= Yves de Creil =

10th century regis balistarius to the King of France

Ives I de Creil was regis balistarius to the King of France, in the 10th century.

== Life ==
His parentage is unknown but by his name he was associated with Creil, a small town in the territory belonging to Bernard, Count of Senlis. It is known that he served king Louis IV d'Outremer about 945 in the somewhat ambiguous capacity of a royal balistarius (Latin meaning variously crossbowman, operator of a siege engine, or as one in charge of siege equipment).

In 942 his actions helped save the life of Richard, Duke of Normandy, who was effectively held a prisoner by King Louis IV of France at Laon. The king was planning to kill or mutilate the young Richard so as to take control of Normandy himself. Yves de Creil learned of the plot and passed the information to the boy's tutor, Osmund, who then took Richard secretly to the safety of the castle of Coucy, held by Bernard of Senlis.

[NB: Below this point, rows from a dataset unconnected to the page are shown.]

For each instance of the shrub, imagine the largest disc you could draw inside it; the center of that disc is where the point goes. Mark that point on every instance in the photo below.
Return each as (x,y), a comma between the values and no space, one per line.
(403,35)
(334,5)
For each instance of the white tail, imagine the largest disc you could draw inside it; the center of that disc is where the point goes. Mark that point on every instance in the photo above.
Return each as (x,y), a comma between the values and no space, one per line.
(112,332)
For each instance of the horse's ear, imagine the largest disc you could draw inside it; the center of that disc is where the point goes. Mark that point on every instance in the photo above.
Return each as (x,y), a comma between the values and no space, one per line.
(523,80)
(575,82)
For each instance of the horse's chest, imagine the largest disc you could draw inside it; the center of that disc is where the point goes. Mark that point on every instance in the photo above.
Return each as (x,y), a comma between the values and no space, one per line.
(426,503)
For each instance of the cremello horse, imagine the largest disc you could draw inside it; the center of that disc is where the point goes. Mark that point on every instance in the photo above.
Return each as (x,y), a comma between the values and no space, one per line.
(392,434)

While his later career is obscure there are charter evidences regarding a Yves de Creil. In a diploma of St. Dennis dated 18 March 968 a signatory is an Ivonis whom Stapleton identifies as Yves de Creil. Along with Bishop Seinfroy (whose sister married Yves de Bellême) an Yves attested a charter of the Abbey of St. Julian of Tours dated February 970/1. Another charter by Hugh, Archbishop of Rouen to abbot Galon of Abbey of Saint-Germain-des-Prés (979-89) contained, among the attesters, "S. Ivonis, Item S. Ivonis" who Prentout thought to be Yves de Creil and his son Yves de Belleme. Yet another charter, this by Hugh, Duke of France, in 981 contains the mention of a gift by "Yves and his wife Geile" with the consent of Yves his son and his unnamed wife (the wife of Yves de Bellême was named Godeheut). The last (and undated) charter contains the name "Ivo veteranus", presumed to be Ives de Creil by Stapleton and Yves de Bellême by Prentout, is for Marmoutier Abbey, Tours.

== Family connections ==
While the French writers, including Prentout, accepted that Yves de Criel was the father of Yves de Bellême, Geoffrey H. White was of the opinion that, while probable, it should not be stated as fact.